The Tender Rule — Reinstatement and Redemption are Different
Under California’s “tender rule,” a borrower suing to halt or unwind a wrongful foreclosure sale generally must allege that it tendered the amounts due on the loan before the sale. The rationale underlying the tender rule is straightforward: if the borrower could not have paid the amounts due had the sale been proper, then any irregularities in the sale could not have caused damage to the borrower.
But the amount due for tender depends on timing. Borrowers have two important, inter-related rights to defeat a foreclosure sale: reinstatement and redemption. The tender rule applies very differently depending on which right is at issue.
A recent opinion from California’s Third Appellate District — Turner v. Seterus, Inc. — addressed how the tender rule works differently in situations involving reinstatement versus redemption.
Facts: lender rejects borrower’s attempted tender on defaulted loan
The borrower obtained a loan for $260,000 secured by a deed of trust on her real property. After losing her job during the Great Recession, the borrower fell into default on the payments.

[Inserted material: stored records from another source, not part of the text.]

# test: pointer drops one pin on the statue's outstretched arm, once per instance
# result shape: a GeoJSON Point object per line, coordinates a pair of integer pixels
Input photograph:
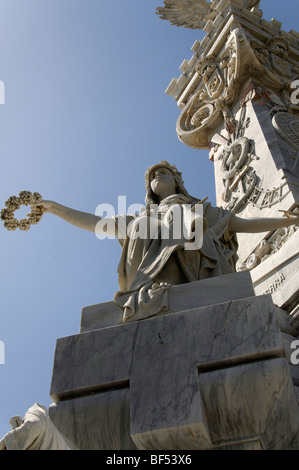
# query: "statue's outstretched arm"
{"type": "Point", "coordinates": [80, 219]}
{"type": "Point", "coordinates": [255, 225]}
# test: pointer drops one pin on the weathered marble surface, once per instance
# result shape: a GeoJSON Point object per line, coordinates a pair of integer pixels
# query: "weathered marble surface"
{"type": "Point", "coordinates": [182, 297]}
{"type": "Point", "coordinates": [34, 432]}
{"type": "Point", "coordinates": [180, 373]}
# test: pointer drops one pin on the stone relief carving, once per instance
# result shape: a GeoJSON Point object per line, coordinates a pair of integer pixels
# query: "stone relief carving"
{"type": "Point", "coordinates": [193, 14]}
{"type": "Point", "coordinates": [239, 178]}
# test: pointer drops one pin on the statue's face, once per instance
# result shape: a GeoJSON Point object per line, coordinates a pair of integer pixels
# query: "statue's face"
{"type": "Point", "coordinates": [162, 182]}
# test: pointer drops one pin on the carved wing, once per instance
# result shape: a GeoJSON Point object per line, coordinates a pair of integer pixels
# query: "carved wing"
{"type": "Point", "coordinates": [191, 14]}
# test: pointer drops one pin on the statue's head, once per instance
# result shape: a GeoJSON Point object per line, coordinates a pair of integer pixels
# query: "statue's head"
{"type": "Point", "coordinates": [151, 197]}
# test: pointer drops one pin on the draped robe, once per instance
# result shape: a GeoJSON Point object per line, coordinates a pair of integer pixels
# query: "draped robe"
{"type": "Point", "coordinates": [150, 265]}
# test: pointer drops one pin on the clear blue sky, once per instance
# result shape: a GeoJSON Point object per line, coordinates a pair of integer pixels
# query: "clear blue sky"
{"type": "Point", "coordinates": [85, 115]}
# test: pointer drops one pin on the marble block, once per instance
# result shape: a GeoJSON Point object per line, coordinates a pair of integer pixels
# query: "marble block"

The lender recorded a notice of default, which stated the amount due to cure the default was $21,139.25. The notice of default also notified the borrower of her statutory right to reinstate the loan by paying the amounts currently due at least five days before the foreclosure sale. A few months later, the lender recorded a notice of trustee’s sale.
Ten days before the sale date, the borrower contacted the lender, who informed the buyer that the amount due had grown to $30,800. The borrower had recently deposited $30,000 into her bank account, and told the lender that she would like to pay off the entire amount of the default. The lender refused to accept the payment, saying that only borrowers in a loan modification process were allowed to cure a default, and the borrower could not receive a modification.
After the borrower’s short detour through a bankruptcy proceeding, the property was ultimately sold at a trustee’s sale.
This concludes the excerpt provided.